Laurent, of SOS Mediterranee, acknowledged Spain's offer of solidarity but said it wasn't up to the Rome-based rescue coordination center run by the Italian coast guard. And he said the logistics and time counted against setting a course for Spain.
Still, both Muscat and new Italian Premier Giuseppe Conte readily thanked Spain for the offer, with Conte saying, "it goes in the direction of solidarity."
As the rhetoric intensified, the Aquarius remained on standby in the Mediterranean Sea with its 629 passengers. The ship said it had been ordered by Italy's coast guard late Sunday to remain 35 miles off Italy and 27 miles from Malta, and there it remained Monday.
A doctor on the ship, Dr. David Beversluis, said there were no medical emergencies onboard but one passenger had to be revived after he was rescued.
"All the survivors are exhausted and dehydrated because they spent many hours adrift in these boats," he said.
Almost a quarter of the migrant survivors hail from Sudan, the group said.

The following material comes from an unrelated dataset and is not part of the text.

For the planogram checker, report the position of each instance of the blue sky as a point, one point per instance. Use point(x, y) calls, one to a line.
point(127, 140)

Doctors Without Borders tweeted a video of some of the women aboard the ship praying Monday morning, saying they were unaware of the diplomatic fight being waged over their fate.
"Thank you, Lord," the women sang.
The standoff marked the first inevitable clash over migrant policy with League leader Salvini, who is now running Italy's Interior Ministry. Salvini campaigned on an anti-immigrant platform that included a vow to expel hundreds of thousands of migrants already in Italy, even though experts doubt such mass deportations are feasible or financially viable.
Malta, for its part, has consistently refused to take in migrants, citing its small size and limited capacities. The island nation has reduced the number of migrants it has taken in over the past decade, from a high of 2,775 in 2008 to just 23 last year, according to U.N. statistics.
Salvini pointed to Malta's unwillingness to help in accusing Europe as a whole of leaving Italy on its own to deal with the refugee crisis. He noted that other European countries are very much involved in migrant rescue operations in the Mediterranean — including a German aid group currently off the coast Libya — but no country is stepping up to actually take in the migrants once they are plucked from boats or the sea.